Why not using a hash on the name
df["col0"] = df["col0"].apply(lambda x: hashlib.sha256(x.encode("utf-8")).hexdigest())
In this way you do not need to care about the names that occurring, i.e. you do not need to know them upfront to build a dictionary for mapping.
It looks like this Replace all occurrences of a string in a pandas dataframe might hold your answer. According to the documentation, pandas.read_table creates a dataframe and a dataframe has a replace function.

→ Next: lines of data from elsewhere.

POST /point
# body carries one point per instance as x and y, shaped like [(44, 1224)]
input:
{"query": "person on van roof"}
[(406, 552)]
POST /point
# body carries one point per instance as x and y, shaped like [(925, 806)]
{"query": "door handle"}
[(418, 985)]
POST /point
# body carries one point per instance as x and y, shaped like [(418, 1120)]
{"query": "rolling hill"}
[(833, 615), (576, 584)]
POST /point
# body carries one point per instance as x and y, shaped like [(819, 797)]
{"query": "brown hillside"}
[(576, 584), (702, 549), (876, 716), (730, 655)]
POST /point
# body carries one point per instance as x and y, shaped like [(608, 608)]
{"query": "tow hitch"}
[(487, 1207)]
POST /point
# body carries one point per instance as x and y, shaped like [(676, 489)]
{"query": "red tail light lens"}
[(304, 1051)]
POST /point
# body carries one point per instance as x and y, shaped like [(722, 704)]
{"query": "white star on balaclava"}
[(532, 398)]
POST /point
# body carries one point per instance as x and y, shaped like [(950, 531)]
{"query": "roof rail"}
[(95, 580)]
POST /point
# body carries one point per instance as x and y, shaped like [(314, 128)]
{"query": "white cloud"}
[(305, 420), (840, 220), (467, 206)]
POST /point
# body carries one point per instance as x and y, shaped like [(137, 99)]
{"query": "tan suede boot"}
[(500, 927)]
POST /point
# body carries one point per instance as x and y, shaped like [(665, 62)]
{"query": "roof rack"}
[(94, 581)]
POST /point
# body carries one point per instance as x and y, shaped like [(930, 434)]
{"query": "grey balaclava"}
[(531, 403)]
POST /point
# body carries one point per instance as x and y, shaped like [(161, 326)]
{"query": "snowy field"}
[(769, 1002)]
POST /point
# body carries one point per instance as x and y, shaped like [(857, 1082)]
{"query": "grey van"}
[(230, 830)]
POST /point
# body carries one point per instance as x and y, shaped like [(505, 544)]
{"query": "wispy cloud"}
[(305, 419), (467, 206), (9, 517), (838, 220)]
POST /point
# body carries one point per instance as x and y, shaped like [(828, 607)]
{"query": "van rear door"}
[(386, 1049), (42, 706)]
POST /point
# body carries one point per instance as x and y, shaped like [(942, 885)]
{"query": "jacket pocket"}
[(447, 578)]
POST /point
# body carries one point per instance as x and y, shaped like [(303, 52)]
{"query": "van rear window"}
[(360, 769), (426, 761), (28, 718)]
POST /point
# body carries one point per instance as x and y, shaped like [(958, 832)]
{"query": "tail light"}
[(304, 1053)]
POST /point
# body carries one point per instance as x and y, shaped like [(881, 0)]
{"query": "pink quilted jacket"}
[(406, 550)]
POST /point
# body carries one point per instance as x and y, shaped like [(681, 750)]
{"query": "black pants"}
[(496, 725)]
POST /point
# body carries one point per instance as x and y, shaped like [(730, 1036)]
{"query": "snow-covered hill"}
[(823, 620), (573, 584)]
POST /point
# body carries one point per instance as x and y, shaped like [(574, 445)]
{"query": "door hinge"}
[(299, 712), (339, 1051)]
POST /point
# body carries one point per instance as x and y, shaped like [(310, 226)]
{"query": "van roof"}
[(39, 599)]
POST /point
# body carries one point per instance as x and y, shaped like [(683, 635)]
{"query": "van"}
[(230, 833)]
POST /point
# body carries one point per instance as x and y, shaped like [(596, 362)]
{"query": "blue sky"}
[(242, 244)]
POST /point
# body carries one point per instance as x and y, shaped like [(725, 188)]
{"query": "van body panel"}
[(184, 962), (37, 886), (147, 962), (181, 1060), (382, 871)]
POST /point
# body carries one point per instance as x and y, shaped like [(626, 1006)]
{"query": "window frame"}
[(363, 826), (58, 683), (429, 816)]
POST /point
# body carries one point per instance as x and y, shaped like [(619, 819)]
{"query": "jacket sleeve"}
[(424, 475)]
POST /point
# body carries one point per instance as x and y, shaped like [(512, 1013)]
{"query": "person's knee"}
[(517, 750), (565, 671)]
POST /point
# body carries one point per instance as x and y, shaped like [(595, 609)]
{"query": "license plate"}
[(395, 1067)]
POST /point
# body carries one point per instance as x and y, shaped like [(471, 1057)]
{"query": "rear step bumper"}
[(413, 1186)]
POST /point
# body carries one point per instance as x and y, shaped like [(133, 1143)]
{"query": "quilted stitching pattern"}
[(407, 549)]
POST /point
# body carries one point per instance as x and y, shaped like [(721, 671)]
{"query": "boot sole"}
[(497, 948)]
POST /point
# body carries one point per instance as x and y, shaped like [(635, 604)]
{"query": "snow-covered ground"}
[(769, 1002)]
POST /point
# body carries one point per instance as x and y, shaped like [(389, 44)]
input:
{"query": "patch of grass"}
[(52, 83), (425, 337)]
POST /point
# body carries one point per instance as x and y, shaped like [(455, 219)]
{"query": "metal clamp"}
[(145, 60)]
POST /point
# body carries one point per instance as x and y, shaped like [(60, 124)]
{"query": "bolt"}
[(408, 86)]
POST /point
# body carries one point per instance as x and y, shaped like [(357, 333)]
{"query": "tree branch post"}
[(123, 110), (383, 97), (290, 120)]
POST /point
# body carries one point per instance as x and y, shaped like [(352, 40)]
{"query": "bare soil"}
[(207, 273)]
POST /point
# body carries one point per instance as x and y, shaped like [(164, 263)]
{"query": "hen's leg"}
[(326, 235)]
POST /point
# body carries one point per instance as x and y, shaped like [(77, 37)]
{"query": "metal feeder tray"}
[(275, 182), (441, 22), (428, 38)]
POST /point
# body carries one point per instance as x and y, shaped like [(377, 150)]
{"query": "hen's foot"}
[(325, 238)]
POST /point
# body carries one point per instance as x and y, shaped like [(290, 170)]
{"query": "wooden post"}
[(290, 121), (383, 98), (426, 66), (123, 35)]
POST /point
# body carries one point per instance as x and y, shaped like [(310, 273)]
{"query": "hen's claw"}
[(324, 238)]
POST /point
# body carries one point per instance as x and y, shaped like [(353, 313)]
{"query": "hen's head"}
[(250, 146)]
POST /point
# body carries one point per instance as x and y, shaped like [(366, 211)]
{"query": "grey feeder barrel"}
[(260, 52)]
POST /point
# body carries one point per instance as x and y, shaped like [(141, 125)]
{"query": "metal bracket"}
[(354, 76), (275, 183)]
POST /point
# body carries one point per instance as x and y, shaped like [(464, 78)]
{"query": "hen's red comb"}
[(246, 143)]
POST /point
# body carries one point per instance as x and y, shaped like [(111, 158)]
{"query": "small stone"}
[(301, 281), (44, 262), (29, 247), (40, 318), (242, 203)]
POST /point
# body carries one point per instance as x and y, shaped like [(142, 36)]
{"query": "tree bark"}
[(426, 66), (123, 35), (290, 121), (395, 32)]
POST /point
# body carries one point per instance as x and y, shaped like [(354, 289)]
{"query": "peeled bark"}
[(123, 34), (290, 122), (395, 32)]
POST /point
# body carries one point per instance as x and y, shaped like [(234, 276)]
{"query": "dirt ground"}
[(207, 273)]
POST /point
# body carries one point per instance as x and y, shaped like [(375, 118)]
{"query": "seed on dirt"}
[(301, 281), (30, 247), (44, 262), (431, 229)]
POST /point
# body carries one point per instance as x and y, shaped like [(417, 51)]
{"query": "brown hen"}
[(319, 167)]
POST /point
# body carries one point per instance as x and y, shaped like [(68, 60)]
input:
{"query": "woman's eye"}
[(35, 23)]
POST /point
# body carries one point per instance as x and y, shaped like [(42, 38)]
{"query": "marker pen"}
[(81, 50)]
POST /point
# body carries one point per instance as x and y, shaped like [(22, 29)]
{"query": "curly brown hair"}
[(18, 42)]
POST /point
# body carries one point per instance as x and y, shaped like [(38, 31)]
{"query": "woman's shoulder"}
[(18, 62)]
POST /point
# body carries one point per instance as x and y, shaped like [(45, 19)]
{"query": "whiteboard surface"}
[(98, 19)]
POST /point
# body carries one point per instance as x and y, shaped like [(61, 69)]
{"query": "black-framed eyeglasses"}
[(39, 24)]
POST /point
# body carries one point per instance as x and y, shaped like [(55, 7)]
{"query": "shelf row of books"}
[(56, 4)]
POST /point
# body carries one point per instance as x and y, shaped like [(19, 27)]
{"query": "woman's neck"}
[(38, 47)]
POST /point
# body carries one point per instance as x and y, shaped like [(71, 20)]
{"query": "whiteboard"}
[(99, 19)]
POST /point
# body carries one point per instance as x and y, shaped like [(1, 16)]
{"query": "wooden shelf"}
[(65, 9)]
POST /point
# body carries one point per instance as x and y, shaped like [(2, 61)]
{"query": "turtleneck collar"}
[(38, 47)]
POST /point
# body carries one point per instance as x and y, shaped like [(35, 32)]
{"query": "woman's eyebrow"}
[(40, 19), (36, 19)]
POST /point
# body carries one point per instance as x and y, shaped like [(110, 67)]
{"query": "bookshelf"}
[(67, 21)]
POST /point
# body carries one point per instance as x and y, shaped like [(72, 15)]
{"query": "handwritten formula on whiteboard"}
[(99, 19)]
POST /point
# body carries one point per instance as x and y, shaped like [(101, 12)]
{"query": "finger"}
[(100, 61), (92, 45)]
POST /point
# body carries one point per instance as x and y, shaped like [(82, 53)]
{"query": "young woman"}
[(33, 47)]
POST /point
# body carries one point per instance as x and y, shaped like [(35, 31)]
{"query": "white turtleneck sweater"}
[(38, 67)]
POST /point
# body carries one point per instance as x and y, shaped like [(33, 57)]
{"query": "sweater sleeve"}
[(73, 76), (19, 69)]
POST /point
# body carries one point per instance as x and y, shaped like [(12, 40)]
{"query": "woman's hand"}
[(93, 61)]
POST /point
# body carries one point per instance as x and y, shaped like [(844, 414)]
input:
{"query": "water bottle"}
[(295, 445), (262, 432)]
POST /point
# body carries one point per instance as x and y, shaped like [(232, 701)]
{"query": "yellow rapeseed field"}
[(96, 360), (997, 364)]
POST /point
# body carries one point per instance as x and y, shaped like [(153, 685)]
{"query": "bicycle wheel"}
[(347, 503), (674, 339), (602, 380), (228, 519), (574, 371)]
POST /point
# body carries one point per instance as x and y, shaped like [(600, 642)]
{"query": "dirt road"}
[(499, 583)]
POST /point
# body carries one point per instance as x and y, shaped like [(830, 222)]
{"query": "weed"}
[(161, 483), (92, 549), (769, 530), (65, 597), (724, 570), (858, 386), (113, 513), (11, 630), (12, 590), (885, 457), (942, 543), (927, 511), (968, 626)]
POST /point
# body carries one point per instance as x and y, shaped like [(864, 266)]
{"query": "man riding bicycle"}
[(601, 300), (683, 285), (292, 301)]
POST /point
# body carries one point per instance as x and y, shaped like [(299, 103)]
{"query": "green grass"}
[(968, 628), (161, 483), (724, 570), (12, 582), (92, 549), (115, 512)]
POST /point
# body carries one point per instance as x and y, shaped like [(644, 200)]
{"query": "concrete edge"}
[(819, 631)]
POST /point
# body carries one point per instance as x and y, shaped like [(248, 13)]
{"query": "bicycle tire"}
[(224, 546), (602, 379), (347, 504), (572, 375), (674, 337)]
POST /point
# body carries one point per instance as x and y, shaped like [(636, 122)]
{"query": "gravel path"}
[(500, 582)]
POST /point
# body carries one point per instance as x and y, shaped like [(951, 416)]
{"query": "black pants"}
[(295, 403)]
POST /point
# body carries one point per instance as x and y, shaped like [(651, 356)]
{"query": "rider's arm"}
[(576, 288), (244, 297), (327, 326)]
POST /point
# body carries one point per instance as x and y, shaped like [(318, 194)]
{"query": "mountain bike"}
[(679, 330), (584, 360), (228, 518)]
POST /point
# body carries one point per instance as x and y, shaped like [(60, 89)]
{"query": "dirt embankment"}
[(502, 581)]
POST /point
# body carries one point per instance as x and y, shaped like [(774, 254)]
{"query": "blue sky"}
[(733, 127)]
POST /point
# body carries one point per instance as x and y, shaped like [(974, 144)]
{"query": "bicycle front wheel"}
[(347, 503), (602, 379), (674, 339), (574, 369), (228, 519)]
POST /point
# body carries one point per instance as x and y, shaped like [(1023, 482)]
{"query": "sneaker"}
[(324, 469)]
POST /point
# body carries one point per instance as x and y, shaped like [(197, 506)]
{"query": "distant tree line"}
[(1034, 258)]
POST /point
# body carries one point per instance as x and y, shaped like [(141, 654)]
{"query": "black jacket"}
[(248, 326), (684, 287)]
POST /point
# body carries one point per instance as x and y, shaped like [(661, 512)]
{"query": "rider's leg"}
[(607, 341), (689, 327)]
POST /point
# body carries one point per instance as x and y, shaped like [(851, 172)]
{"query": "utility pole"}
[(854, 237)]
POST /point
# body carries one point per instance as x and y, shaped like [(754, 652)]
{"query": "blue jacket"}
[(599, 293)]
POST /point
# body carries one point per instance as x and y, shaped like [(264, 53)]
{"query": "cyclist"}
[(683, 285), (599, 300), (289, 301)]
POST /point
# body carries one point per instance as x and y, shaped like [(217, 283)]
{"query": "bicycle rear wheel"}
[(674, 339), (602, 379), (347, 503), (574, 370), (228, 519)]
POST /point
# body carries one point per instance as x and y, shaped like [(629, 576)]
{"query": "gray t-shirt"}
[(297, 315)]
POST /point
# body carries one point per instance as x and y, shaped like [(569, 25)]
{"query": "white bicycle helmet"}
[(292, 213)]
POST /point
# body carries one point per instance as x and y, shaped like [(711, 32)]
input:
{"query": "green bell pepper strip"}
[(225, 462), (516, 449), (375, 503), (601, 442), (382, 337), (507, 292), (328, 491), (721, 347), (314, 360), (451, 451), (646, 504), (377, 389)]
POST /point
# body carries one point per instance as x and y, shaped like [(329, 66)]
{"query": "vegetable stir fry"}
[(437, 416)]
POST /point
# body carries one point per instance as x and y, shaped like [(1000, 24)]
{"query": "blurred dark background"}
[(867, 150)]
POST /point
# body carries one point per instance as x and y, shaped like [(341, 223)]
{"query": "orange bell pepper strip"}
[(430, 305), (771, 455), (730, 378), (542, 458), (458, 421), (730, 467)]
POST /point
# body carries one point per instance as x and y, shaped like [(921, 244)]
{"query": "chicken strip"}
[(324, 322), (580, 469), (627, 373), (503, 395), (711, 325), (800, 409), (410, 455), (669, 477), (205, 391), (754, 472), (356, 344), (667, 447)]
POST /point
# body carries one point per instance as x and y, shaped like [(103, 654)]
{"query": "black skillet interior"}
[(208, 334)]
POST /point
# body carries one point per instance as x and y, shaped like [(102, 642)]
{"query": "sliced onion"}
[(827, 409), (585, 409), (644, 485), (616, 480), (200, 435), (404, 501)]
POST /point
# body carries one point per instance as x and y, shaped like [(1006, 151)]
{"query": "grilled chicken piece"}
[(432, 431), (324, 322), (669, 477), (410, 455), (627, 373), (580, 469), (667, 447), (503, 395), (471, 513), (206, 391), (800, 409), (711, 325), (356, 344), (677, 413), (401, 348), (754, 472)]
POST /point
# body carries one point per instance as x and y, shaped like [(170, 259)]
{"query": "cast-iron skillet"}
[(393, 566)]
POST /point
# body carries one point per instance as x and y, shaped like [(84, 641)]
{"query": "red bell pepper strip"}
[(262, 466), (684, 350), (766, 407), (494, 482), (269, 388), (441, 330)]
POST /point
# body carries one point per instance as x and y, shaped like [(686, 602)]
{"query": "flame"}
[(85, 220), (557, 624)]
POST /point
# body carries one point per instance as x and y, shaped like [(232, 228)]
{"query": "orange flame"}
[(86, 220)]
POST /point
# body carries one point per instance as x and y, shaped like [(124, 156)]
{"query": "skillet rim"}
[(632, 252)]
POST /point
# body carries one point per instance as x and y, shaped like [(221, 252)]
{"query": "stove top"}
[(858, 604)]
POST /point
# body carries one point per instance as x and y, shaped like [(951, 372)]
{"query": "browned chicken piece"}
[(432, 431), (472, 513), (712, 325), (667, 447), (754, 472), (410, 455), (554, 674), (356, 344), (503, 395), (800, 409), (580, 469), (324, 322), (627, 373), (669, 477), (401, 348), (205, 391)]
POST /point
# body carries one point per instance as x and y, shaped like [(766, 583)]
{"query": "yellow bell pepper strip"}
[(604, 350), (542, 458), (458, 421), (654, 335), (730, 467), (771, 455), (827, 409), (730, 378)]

fp.replace({'Aaron': '1'}, regex=True)
Although you probably don't need to have the regex=True part as it's a direct replacement in full.
This works, with caveats:
df = pd.DataFrame({"string_column": ["string1", "string2"]})
df["hash"] = [hash(i) for i in df["string_column"]]
df
Out[1]:
string_column hash
0 string1 -2164478207308662971
1 string2 -3208847000100121065
And the caveat: the hash is not 100% guaranteed to be unique. There is a small chance that two different strings could have a the same hash. However, it is a 20-digit decimal, so there is a good chance that it is unique.
The best way is to determine all unique values in the column, assign an incrementing number to each of them, then iterate through the values in the column and replace with the ID. However, this is slow, and the line above is faster.